このように栄養食品として大切にされてきた牛乳ですが、平安時代後期、仏教の肉食禁止思想の影響を受けて、人々はだんだん牛乳を飲まなくなっていきました。再び牛乳が見直されたのは、明治の文明開化からです。明治中期からは全国各地で酪農業が盛んになって、特に北海道で基幹産業のひとつになりました。戦後になって国民の栄養状態の悪化を改善するために、牛乳ブームが沸き起こって需要は急増していきました。今日、牛乳は日本の食生活に欠かすことのできない食品のひとつになっています。
牛乳の容器は、年を追うごとに大きく変わっています。明治初期は大型のブリキ缶に入れた牛乳を量り売りしながら各々の家を回り、明治14年には宅配用の小型缶に変わりました。明治30年になるとガラス瓶が登場して、現在でも一部の配達用牛乳の容器として使用されています。戦後の包装容器の主流は紙パックです。昭和30〜40年代までは四面体のテトラパックが採用されていましたが、スーパーマーケットの普及や冷蔵庫の大型化、性能向上で直方体のピュアパックが広く普及しました。現在日本で発売されている牛乳の85%が紙容器のピュアパックで、瓶は12〜13%、残りが業務用とプラスチックボトルです。瓶にせよ紙パックにせよリサイクル率が高水準であることも、牛乳容器の特徴です。
///粉乳///
牛乳を乾燥し粉末状としたもの。原料の相違で(水分のみを除いて粉末状とした)全脂粉乳と、(脂肪を除いて粉末状とした)脱脂粉乳(脱脂乳)とがあります。前者には15%ほどのショ糖を加えた加糖粉乳、乳糖・ビタミンなどを加えて育児用にした調製粉乳に分かれます。

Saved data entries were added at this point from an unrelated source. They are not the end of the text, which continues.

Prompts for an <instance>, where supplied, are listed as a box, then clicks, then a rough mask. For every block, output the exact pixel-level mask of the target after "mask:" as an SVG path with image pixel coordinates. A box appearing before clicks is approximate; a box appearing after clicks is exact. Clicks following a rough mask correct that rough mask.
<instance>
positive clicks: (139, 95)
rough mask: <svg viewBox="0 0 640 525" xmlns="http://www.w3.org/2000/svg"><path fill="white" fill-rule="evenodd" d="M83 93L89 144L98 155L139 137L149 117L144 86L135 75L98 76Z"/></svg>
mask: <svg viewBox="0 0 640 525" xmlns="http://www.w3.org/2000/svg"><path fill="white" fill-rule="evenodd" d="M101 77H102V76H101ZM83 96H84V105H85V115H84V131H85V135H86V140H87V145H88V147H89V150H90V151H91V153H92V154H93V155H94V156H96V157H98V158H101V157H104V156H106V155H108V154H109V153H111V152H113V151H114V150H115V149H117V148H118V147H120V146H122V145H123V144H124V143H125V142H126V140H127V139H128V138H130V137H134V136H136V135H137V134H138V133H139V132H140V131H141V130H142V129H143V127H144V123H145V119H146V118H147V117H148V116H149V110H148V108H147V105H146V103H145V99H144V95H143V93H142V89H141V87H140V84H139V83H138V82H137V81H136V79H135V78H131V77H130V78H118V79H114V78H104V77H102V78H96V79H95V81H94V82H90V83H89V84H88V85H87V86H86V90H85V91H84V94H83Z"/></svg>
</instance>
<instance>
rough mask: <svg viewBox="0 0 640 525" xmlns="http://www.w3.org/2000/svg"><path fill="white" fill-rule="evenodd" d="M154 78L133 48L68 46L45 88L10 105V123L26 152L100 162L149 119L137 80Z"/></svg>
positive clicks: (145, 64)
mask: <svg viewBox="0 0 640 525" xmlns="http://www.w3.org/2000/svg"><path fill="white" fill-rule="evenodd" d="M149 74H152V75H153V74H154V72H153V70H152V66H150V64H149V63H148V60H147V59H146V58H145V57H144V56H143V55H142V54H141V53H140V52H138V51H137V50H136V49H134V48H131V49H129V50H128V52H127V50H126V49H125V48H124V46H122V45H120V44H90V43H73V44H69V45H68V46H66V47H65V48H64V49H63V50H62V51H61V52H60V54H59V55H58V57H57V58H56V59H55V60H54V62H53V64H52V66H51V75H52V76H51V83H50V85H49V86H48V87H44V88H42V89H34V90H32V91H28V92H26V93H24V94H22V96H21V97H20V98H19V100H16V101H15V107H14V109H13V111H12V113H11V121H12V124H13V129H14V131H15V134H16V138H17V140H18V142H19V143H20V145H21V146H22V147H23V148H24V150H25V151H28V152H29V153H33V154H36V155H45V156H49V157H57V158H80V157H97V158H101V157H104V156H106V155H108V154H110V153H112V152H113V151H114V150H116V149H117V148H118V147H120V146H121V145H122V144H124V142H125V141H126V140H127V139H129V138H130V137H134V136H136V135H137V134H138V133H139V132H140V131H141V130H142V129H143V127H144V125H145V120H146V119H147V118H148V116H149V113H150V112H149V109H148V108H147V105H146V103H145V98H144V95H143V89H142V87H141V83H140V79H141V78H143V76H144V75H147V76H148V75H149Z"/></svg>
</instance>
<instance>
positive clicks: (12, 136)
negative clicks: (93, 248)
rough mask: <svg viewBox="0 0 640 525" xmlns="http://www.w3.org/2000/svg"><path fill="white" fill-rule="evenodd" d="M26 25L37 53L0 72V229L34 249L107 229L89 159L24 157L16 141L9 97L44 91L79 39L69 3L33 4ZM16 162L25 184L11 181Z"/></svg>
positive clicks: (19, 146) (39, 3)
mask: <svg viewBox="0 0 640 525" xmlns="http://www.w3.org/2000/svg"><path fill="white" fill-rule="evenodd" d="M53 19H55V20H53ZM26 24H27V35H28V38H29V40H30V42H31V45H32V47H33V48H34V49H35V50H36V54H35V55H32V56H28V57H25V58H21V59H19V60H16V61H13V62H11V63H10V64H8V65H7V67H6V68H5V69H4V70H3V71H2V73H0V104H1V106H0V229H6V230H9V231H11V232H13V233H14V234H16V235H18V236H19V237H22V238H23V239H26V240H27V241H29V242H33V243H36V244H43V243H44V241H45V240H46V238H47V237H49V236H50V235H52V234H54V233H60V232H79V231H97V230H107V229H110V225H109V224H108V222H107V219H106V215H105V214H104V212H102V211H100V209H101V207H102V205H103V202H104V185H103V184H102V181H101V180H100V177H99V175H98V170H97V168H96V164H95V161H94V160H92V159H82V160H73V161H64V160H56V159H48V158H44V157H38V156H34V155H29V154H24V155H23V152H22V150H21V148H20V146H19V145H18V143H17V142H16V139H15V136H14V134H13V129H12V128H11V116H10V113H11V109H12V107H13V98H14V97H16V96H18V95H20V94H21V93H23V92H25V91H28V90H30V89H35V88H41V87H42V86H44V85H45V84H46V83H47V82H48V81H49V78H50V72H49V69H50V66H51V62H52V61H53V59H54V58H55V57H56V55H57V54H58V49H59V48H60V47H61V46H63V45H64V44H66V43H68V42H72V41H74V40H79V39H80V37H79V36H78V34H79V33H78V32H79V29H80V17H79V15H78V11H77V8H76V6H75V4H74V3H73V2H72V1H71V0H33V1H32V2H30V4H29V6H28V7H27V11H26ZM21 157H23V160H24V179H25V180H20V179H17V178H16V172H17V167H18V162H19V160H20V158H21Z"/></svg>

脱脂粉乳の無糖は化粧品などに使われます。
製法には下記の二通りあります。
(噴霧式)120〜150度に加熱した蒸発室の清浄空気中に濃縮原料を霧状に噴出すると乾燥・粉末化して落下
(円筒式)熱い円筒に巻き付けて1回転しているあいだに乾燥したものを落として粉末にする
///脱脂乳///
脂肪分を抜き取った牛乳で、粉末にしたスキムミルクが一般的。ローカロリーのため、ダイエット用に飲用したり、パン、菓子、乳酸菌飲料、アイスクリーム等の製造に用い、またカゼイン、乳糖、脱脂チーズ等の原料や化粧品の材料にもなります。
///練乳///
加熱した牛乳を真空釜で濃縮して缶詰などにした加工乳の一つで、加糖と無糖があります。(その他に「加糖脱脂練乳」もあります。)
エバミルク(無糖練乳)evaporated milk
エバポレーティド・ミルクの略。牛乳を1/2程度に濃縮・殺菌。牛乳を濃縮した練乳のうちショ糖を加えないものをいい、コーヒーに添加したりする。
コンデンスミルク(加糖練乳)condensed milk
牛乳に16〜17%のショ糖を加えて加熱し、1/2.5程度に濃縮。製品中のショ糖濃度は40〜45%になり、保存性が高い。イチゴやかき氷、紅茶などに添加したり製菓材料に。